TRUE: The operational performance of hotels was impacted beyond recognition in 2020 when hotels were forced to close their doors and international travel came to a standstill. Whilst most parts of the economy were able to open up in the summer months, international travel remained muted as people were unwilling or unable to travel overseas. UK hotels in popular tourism locations did benefit from a surge in domestic demand in July and August, however the emergence of the new strain and subsequent lockdowns meant that this was fairly short-lived.
After more than a year of limited trading, UK hotels are expected to reopen in May 2021 however the sector’s recovery is expected to be slower and more drawn out than other parts of the economy. Leisure focussed pent-up demand, particularly driven by higher-income households and retirees, who, during the pandemic, have had sufficient income to increase their savings, will lead the recovery in hotel occupancy.

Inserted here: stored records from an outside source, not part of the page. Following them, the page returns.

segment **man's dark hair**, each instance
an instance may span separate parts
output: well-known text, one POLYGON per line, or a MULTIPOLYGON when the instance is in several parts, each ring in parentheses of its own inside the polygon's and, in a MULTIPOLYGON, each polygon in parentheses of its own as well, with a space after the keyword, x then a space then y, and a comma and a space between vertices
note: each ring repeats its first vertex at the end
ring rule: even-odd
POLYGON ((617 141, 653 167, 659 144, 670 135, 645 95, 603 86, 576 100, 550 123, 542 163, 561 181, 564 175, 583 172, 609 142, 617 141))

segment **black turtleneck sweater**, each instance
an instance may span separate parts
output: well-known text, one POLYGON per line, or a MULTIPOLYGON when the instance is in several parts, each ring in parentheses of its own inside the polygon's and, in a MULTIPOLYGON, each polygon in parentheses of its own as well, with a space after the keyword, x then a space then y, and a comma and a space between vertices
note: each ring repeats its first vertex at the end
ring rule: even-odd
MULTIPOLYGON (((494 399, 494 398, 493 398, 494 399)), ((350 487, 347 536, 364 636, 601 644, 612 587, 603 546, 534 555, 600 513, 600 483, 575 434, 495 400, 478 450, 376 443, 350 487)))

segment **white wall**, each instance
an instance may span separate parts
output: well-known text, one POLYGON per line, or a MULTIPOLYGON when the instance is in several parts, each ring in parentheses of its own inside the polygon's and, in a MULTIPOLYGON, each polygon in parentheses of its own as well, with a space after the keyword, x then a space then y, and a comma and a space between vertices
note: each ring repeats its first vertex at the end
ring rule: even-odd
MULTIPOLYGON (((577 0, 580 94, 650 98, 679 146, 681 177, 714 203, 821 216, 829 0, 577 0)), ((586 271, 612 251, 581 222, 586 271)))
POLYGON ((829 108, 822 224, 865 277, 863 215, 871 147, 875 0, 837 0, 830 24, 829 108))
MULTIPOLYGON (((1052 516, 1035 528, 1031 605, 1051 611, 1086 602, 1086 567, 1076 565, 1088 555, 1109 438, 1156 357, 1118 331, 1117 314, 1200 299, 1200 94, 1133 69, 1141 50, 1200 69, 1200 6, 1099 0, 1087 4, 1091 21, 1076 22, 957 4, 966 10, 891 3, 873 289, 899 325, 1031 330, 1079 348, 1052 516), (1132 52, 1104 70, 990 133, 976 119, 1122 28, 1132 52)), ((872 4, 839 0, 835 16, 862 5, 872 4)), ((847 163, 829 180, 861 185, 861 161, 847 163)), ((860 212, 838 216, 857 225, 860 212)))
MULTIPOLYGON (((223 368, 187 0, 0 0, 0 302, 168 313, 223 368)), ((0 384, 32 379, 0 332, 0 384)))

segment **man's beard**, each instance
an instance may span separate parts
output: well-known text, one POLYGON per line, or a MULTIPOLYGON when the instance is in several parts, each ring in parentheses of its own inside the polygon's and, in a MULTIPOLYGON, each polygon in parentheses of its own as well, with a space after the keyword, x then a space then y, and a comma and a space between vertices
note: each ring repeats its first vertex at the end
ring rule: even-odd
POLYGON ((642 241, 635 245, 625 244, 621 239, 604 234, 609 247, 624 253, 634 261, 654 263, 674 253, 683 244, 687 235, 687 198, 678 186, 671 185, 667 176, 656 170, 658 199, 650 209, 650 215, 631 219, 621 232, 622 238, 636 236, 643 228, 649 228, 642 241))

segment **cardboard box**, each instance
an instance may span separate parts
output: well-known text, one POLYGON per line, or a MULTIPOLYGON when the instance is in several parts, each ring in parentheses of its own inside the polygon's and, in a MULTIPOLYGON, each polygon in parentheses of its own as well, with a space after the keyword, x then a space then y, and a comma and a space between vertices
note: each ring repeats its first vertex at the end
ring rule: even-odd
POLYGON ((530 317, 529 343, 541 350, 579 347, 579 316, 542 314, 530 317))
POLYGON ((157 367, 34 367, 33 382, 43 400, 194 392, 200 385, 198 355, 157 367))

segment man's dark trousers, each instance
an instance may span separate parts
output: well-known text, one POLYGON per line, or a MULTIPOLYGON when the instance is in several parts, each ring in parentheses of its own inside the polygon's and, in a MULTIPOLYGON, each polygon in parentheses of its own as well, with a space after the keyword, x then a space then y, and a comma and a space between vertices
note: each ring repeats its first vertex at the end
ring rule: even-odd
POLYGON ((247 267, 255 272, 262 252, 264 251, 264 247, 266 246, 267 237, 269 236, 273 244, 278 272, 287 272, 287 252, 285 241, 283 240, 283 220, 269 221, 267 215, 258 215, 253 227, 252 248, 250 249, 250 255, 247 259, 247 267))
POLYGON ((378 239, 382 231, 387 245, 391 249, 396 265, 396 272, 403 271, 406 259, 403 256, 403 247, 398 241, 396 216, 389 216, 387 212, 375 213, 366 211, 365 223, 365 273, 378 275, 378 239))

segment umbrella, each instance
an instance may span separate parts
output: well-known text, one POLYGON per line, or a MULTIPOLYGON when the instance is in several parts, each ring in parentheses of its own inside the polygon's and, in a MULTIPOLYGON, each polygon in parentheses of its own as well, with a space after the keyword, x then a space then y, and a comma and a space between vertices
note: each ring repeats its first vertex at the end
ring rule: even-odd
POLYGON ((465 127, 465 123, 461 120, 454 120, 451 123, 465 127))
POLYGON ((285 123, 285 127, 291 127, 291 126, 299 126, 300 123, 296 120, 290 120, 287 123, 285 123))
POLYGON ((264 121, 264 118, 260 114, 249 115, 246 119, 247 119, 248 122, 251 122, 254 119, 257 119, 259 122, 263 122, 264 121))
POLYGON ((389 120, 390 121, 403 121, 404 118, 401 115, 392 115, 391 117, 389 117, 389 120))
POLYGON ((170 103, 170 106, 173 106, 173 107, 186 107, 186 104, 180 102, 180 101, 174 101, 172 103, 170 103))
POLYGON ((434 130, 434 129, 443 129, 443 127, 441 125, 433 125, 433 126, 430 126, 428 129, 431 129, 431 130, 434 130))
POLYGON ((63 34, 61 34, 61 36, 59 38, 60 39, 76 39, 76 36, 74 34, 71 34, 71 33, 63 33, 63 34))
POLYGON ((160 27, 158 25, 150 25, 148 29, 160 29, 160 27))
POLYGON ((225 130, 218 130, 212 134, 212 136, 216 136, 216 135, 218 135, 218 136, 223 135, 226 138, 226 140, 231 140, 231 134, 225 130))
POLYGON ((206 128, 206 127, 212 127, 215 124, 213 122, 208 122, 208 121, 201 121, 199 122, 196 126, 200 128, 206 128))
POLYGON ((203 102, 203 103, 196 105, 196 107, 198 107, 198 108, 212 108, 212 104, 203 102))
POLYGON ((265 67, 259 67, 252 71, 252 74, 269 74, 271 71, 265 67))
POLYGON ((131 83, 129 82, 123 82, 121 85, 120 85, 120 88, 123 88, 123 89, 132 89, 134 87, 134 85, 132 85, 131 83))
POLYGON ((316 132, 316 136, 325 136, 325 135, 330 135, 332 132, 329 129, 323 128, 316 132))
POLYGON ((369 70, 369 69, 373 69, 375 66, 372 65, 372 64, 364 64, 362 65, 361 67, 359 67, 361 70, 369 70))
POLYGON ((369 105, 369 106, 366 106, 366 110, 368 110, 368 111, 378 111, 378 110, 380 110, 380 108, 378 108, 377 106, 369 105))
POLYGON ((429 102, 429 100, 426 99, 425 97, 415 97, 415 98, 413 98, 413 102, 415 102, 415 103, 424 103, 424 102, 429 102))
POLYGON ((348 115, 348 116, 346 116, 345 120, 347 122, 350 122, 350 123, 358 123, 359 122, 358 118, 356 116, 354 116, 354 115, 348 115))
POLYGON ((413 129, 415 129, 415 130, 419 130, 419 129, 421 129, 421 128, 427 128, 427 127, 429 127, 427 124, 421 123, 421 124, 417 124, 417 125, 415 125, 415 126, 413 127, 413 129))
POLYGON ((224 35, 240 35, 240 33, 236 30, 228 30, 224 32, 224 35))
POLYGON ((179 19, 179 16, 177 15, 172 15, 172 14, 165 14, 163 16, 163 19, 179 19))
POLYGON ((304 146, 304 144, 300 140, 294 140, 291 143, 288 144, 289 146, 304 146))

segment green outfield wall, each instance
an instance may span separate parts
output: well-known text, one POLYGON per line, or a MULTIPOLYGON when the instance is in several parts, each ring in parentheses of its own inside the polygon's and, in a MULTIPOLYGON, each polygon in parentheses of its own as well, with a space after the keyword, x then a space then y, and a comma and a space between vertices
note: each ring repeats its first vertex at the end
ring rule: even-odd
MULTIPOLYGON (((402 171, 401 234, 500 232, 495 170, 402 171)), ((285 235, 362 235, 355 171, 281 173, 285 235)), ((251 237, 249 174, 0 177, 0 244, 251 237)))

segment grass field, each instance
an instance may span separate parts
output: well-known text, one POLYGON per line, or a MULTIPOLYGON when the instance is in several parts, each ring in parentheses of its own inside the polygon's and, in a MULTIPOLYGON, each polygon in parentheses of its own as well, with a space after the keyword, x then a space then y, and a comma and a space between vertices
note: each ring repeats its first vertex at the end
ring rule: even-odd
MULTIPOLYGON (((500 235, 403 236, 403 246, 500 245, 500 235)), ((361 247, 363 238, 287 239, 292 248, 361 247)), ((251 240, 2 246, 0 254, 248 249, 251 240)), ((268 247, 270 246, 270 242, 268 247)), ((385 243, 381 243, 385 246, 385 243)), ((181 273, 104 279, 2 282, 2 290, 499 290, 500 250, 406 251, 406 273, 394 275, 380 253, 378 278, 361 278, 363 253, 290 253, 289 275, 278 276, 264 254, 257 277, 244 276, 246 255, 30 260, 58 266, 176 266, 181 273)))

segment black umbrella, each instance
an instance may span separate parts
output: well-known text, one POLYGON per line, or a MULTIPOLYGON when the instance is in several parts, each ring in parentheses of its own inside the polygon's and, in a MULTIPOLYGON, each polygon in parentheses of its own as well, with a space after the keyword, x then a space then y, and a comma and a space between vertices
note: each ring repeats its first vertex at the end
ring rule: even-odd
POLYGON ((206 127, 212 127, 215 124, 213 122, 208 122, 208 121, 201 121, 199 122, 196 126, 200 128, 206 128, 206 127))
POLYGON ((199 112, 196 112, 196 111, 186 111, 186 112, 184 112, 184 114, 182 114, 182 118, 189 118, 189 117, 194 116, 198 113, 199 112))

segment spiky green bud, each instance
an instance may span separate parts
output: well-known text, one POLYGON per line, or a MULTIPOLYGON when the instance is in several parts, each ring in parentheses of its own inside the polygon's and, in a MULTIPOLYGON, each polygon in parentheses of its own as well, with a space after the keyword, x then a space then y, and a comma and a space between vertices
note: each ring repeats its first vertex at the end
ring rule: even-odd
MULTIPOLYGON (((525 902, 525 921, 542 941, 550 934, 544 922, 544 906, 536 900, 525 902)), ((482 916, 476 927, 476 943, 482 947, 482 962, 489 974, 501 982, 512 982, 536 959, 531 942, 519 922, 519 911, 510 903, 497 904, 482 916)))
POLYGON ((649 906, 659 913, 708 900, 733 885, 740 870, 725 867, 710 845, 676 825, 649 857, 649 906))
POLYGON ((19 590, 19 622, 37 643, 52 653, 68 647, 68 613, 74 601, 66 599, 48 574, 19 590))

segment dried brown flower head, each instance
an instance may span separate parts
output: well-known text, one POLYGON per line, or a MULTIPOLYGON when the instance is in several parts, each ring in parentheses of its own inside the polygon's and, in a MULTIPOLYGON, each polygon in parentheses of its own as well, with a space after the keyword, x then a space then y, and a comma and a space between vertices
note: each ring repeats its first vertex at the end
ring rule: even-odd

However, despite a number of larger scheduled events that are boosting business on books in specific locations, such as the UN Climate Change Conference in November 2021 in Glasgow, corporate demand for international travel, on the whole, remains muted.
The recovery of occupancy and RevPAR, particularly in the larger UK cities including London, is highly dependent on the return of business travel and it’s challenging to predict whether it will ever return to pre-pandemic levels. Whilst tied closely to the economy, the recovery is likely to be more elongated as reduced airline capacity increases air travel costs and businesses continue to run in the most cost effective way.
FALSE: Lockdown measures continue to prevent students from living their full university experience, and with courses moved online, term start dates delayed, and international travel at a standstill, it was predicted that demand from international students for UK higher education would fall.
However this was not the case. Undergraduate acceptances for places at UK universities increased 5.4% for the academic year 2020/21, with a rise of 10.6% from overseas students. Additionally the latest statistics from UCAS for the 2021/22 academic year report a record number of applicants for places at UK universities. The 8.5% increase on the previous cycle was driven by an 11.6% and 17.1% increase from UK domiciled and non-EU international applicants, respectively.
Despite the pandemic, the desirability of the UK as a place to study has not been diminished. In some respects it has improved. The determination and hard work of the NHS, the successful development of a vaccine, and the speed of the vaccination programme, has enhanced the attraction of the UK to prospective medical students which was reflected in the applications made meeting the autumn deadline. In addition, recent announcements of changes to the UK visa system continue to provide clarity to prospective overseas students regarding opportunities after graduation, and further enhances the appeal of the UK higher education system.
FALSE: With most real estate sectors negatively impacted by the pandemic, it was assumed that the Build-to-Rent sector would be no exception. As the reality of the first lockdown become apparent, there were concerns regarding how infection control could be managed with people living in close proximity to their neighbours with shared corridors, communal spaces and amenities. In addition landlords were worried about rising unemployment and the impact that would have on occupancy and timely rent collection. Moreover, it was unclear what restriction measures (and Brexit) meant for the construction sector.
However, the outcome was significantly more positive than the initial outlook. Many of the benefits of high-density, communal living, particularly in Build-to-Rent accommodation, were really highlighted by the pandemic. Residents were able to stay in touch and support their neighbours which helped reduced lockdown loneliness, and technology such as video communication apps allowed residents to stay connected with their landlord, and offered online social events for residents to stay connected with each other.
Moreover, the furlough scheme cushioned unemployment and therefore reports of rent arrears and early terminations of leases were low. A newly opened scheme in Manchester reported a steady stream of reservations. And whilst construction on sites did pause in Q2 2020 (a 5% fall in the number of schemes under construction compared to Q2 2019), construction picked back up and by the end of Q4 2020 the number of units under construction had increased 5.4% compared with a year earlier (source BPF).